Plan Geuzenveld
De eerste paal voor Geuzenveld wordt geslagen op 27 augustus 1953; ruim een jaar na het begin van de bouw van Slotermeer. Op 16 maart 1957 viert Amsterdam de oplevering van de vijftigduizendste woning van het AUP: in Geuzenveld.
Wijkdelen
Het stedenbouwkundig plan voor Geuzenveld is ontwikkeld door zes woningbouwverenigingen in samenwerking met zes architecten; W.M. Dudok, B. Bijvoet, B. Merkelbach, J.H. van den Broek, W. van Tijen en C. Wegener Sleeswijk. Elke architect was verantwoordelijk voor een eigen wijkdeel, gescheiden door wegen.
Woonhoven
Na kritiek op de strokenbouw in Slotermeer, pleit Jakoba Mulder, de nieuwe hoofdarchitect bij Stadsontwikkeling, voor een hovenstructuur. De woonhoven worden gevormd door 2 L-vormige flats tegen elkaar te plaatsen waardoor een gezamenlijke binnentuinen ontstaat. Voor het ontwerp van de tuinen wordt tuinarchitect Mien Ruys gevraagd. Daarnaast wordt in Geuzenveld voor het eerst laagbouw gesitueerd rondom middelhoogbouw (vier woonlagen zonder lift), aan de rand van de wijk. Winkels werden uiteindelijk geconcentreerd in de hoogbouw langs de Sam van Houtenstraat.
Dudok
In opdracht van de Algemene Woningbouwvereniging ontwerpt Willem Dudok een combinatie van flats, bejaardenwoningen en boerderijachtige eengezinswoningen; de ‘Dudokhoven’. Een postkantoor, café-restaurant en bibliotheek (niet uitgevoerd) horen ook bij het ontwerp.
Grote gezinnen
In de Wigbolt Ripperdastraat realiseert de katholieke woningbouwvereniging Het Oosten een complex voor grote gezinnen. Hiervoor tekenen architecten Ben Merkelbach, Piet Elling en Mart Stam. Het resultaat zijn flats van wisselende hoogte rond hoven met verzorgde tuinen.
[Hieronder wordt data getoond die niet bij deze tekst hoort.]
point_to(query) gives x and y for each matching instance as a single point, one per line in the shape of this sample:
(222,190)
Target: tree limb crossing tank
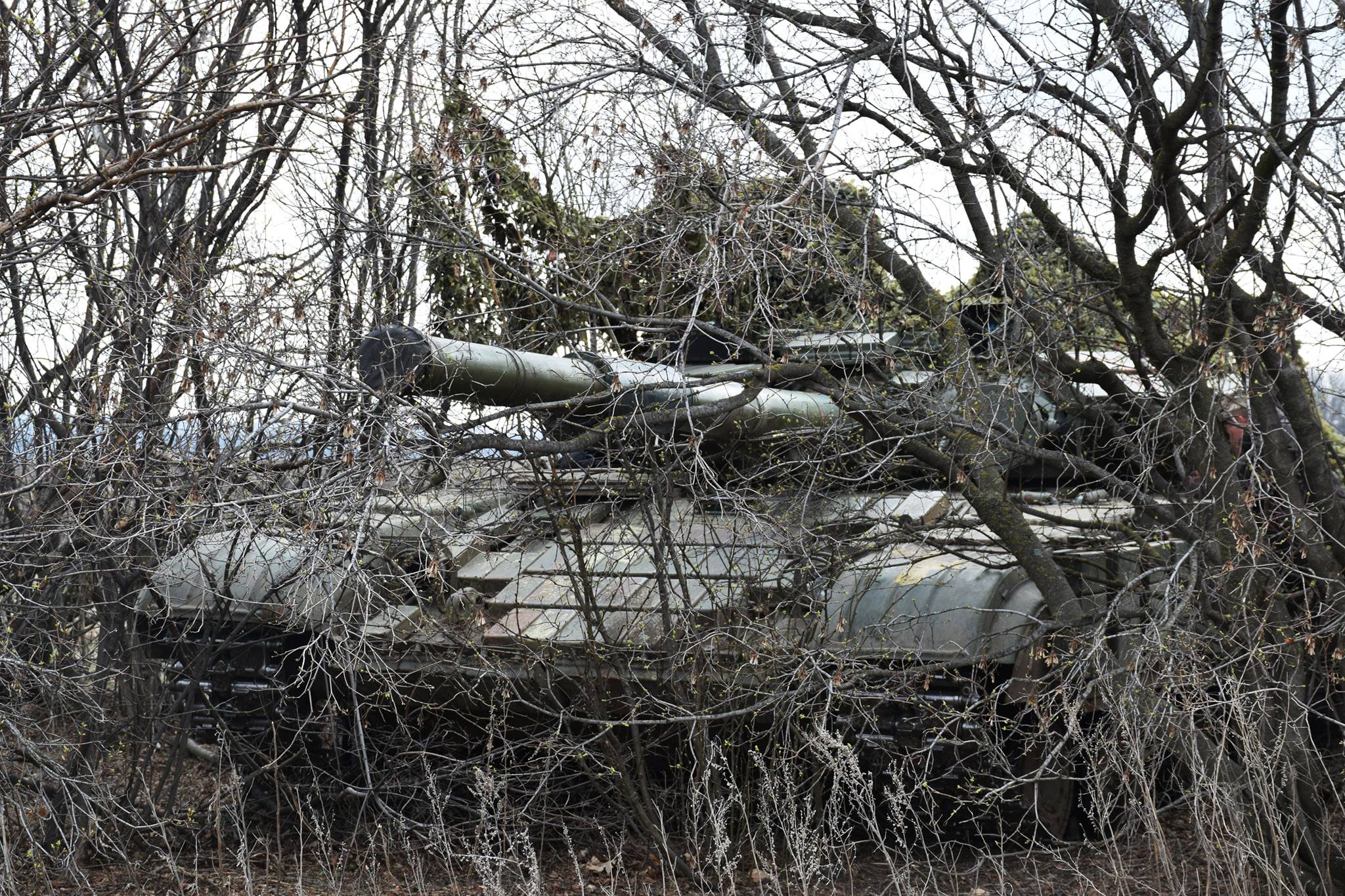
(403,358)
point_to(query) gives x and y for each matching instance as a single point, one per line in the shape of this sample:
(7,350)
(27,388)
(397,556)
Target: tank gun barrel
(397,356)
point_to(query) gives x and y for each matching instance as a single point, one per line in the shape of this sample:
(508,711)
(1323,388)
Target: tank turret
(404,359)
(558,580)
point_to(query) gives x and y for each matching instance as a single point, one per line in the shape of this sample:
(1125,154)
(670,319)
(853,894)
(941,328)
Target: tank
(655,548)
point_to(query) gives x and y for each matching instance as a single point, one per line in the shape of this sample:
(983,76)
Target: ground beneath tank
(1176,864)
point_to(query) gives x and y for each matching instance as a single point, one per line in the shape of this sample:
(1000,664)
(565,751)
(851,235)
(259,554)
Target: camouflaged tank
(568,567)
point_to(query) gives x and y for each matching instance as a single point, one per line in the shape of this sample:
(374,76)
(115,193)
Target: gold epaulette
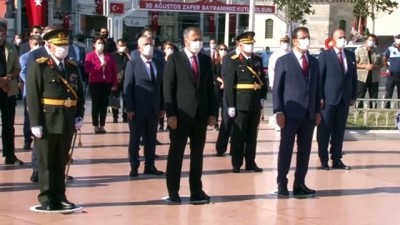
(42,60)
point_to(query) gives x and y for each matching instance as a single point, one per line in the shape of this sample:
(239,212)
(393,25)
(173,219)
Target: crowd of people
(190,88)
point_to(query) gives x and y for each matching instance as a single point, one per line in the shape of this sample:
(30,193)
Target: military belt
(59,102)
(248,86)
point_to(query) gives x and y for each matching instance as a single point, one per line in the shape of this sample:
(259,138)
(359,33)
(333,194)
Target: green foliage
(369,8)
(296,10)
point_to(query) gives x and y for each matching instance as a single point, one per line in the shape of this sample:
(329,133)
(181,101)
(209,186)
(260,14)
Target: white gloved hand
(37,131)
(78,123)
(232,112)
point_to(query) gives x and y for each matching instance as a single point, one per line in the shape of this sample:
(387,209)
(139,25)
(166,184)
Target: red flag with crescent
(36,12)
(116,7)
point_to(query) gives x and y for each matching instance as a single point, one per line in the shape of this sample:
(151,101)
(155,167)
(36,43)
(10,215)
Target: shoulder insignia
(71,62)
(235,56)
(42,60)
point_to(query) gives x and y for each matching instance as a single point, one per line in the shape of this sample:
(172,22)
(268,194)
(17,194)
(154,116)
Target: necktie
(195,68)
(152,76)
(304,65)
(340,58)
(61,67)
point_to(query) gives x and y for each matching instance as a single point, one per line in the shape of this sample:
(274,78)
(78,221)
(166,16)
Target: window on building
(342,24)
(269,28)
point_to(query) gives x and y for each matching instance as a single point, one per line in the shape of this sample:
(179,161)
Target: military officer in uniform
(56,108)
(245,90)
Ruys de Beerenbrouckstraat in Geuzenveld met buslijn 21; 1957.

Luchtfoto van Geuzenveld in noordoostelijke richting; 1968. Op deze foto is de open bebouwing die zo typerend is voor het Nieuwe Bouwen duidelijk te zien. De woningen zijn zo gebouwd dat er voldoende lucht, licht, ruimte en groen is.